Categories: Word Prompt
Word Prompt – ALIYAH – Michael Milgraum

To go up, to ascend, often with a spiritual connotation.
Why are physical heights used as a symbol for growing in spirituality? After all, isn’t “the whole world filled with His glory,” as recounted by Yeshayahu. Thus, shouldn’t the bottom of the ocean be as infused with the spirit of Hashem as a mountain peak? Nonetheless, the Torah was given to Moshe upon the mountain that he had ascended, the Beis HaMikdash was built on an elevation, and we associate the heavens with Hashem’s spiritual kingdom.
I think the most likely explanation is that the vertical is a dimension that takes us out of the day-to-day plane of existence. We, creatures made from clay, and thus, in a sense, belonging to the earth, live out our days bound by its gravity and by the mundane matters that consume our energies to such an extent that we can forget that we are not just formed from clay. The first man only became a living being after the first breath of Hashem flowed into his nostrils. Thus, we are also children of air, and the realm of air is from the ground upward.

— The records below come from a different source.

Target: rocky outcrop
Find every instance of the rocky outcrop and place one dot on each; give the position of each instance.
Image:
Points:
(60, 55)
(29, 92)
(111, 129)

It is the vertical that reminds us about our creator and that gives us a sense of proportion between our powers and His. The disparity between Him and us is also exhibited in the gesture of a bow, in which we acknowledge that His thoughts are beyond our thoughts and His ways are beyond our ways (to paraphrase Yeshayahu). As the poet Robert Browning said, “Ah, but a man’s reach should exceed his grasp, or what’s a heaven for?”